Like the grounded bole of its Quinault Lake counterpart, the sundered Kalaloch Redcedar serves not only as a testament to the whopping dimensions the Tree of Life can reach but also the centuries—even millennia—of storm-battering a long-lived tree on the windward Olympic Peninsula endures.

Touring the Redcedar “Swamps”

Redcedars flourish in the Olympic’s rainforest valleys and pop up among the foggy spruce stands on the coastal headlands and benches, but historically their true kingdom here was the waterlogged lowlands of the western coastal plain. Extensive logging has removed most of the giant redcedars from this realm, and the Duncan Redcedar on its margin is a lonesome standalone holdover amid tree plantations.

You can get a taste, however, for a redcedar- (and hemlock-) dominated maritime forest along the Sand Point and Cape Alava trails linking Ozette Lake with the Olympic wilderness coast. Thumping the boardwalks through sodden “swamp-jungle” of evergreen huckleberry, salal, bracken, and other luxuriant undergrowth, you’ll pass extraordinary redcedar titans—most boasting the “staghead” look of a mostly barren, multi-spired top characteristic of the old ones—as well as massive weathered snags and throne-like stumps.

Not do Miss

MORE OLYMPIC TREE SAFARIS:

Many other champion or otherwise awesome trees grow in the near vicinity of the redcedars. The Quinault Rainforest includes some of North America’s finest remaining groves of Douglas-fir as well as one of the biggest Sitka spruces, a buttressed beauty not far from the Quinault Lodge. The heftiest yellow-cedar in the U.S. grows up Big Creek, a Quinault tributary, near Three Lakes; among the largest western and mountain hemlocks await up the Quinault’s Enchanted Valley. The Queets Valley, another great rainforest drainage, has its own outstanding trees—the very biggest Sitka spruce in the world and a champion black cottonwood in the Queets Campground, and the largest U.S. Douglas-fir a couple of miles up the Queets River Trail—but these are better suited for summer or fall tree safaris.

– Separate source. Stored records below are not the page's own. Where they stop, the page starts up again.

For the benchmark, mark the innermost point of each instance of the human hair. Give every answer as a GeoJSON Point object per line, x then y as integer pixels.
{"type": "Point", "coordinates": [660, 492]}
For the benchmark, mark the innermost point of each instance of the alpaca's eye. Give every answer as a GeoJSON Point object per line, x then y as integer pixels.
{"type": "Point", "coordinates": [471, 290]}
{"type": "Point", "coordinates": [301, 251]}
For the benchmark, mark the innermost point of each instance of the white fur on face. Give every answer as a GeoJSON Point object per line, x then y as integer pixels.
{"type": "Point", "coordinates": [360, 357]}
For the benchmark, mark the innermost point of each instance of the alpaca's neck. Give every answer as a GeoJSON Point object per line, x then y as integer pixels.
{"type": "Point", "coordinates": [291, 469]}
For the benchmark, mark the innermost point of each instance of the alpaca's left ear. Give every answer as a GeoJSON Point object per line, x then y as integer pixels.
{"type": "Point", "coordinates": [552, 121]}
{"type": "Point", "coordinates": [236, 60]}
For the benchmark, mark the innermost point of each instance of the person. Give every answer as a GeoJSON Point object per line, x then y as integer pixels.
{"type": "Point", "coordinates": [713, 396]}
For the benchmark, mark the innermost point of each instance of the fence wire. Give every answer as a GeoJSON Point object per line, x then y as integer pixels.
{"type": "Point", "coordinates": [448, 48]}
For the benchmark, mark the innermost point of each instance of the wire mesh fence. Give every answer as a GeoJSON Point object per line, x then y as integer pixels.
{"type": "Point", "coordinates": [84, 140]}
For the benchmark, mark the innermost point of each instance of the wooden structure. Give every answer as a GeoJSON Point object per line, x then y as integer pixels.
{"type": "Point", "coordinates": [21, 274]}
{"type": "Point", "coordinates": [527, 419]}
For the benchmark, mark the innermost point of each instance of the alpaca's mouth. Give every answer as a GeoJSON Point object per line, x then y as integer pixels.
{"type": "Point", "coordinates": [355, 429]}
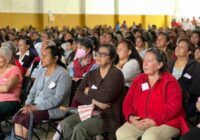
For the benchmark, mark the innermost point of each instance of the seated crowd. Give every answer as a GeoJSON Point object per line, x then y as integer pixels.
{"type": "Point", "coordinates": [125, 83]}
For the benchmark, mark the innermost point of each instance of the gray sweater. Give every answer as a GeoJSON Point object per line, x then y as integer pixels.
{"type": "Point", "coordinates": [51, 94]}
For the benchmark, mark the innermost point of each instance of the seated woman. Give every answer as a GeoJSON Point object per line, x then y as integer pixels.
{"type": "Point", "coordinates": [163, 43]}
{"type": "Point", "coordinates": [140, 45]}
{"type": "Point", "coordinates": [197, 54]}
{"type": "Point", "coordinates": [186, 70]}
{"type": "Point", "coordinates": [13, 49]}
{"type": "Point", "coordinates": [194, 133]}
{"type": "Point", "coordinates": [50, 89]}
{"type": "Point", "coordinates": [10, 85]}
{"type": "Point", "coordinates": [101, 87]}
{"type": "Point", "coordinates": [129, 62]}
{"type": "Point", "coordinates": [153, 105]}
{"type": "Point", "coordinates": [24, 55]}
{"type": "Point", "coordinates": [84, 61]}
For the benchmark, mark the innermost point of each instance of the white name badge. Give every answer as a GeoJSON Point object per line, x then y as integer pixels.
{"type": "Point", "coordinates": [51, 85]}
{"type": "Point", "coordinates": [186, 75]}
{"type": "Point", "coordinates": [93, 87]}
{"type": "Point", "coordinates": [145, 86]}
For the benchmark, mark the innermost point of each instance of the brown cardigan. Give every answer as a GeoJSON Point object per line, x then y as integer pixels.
{"type": "Point", "coordinates": [109, 90]}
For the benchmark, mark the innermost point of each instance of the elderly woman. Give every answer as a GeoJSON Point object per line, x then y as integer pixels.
{"type": "Point", "coordinates": [24, 55]}
{"type": "Point", "coordinates": [50, 89]}
{"type": "Point", "coordinates": [186, 70]}
{"type": "Point", "coordinates": [194, 133]}
{"type": "Point", "coordinates": [10, 85]}
{"type": "Point", "coordinates": [84, 61]}
{"type": "Point", "coordinates": [153, 105]}
{"type": "Point", "coordinates": [140, 45]}
{"type": "Point", "coordinates": [130, 62]}
{"type": "Point", "coordinates": [101, 87]}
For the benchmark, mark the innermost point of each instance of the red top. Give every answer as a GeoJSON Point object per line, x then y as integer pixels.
{"type": "Point", "coordinates": [19, 66]}
{"type": "Point", "coordinates": [162, 102]}
{"type": "Point", "coordinates": [80, 70]}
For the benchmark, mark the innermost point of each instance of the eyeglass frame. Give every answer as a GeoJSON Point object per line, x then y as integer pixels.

The Olympic Peninsula also lays claim to the biggest subalpine fir (near Cream Lake in the Bailey Range backcountry) and grand fir (along the Duckabush River Trail on the east side of the Olympic Mountains) and some of the heftiest specimens of Engelmann spruce, silver fir, and that tropical-looking Northwest hardwood, the Pacific madrone: a magnificent (but ailing) veteran on 8th Street in Port Angeles.

MORE GIANT REDCEDAR HOTSPOTS IN WASHINGTON: 

Other good places to admire supersize redcedars in Washington include the Big Beaver Trail in North Cascades National Park, the Cedar Flats Natural Area along the Muddy River southeast of Mount St.Helens, and Long Island in Willapa Bay, to name a few.

READ MORE:

Robert Van Pelt’s Champion Trees of Washington State and Forest Giants of the Pacific Coast are invaluable big-tree references, not least for his superb scale drawings of the Olympic redcedar champions and other sylvan superstars.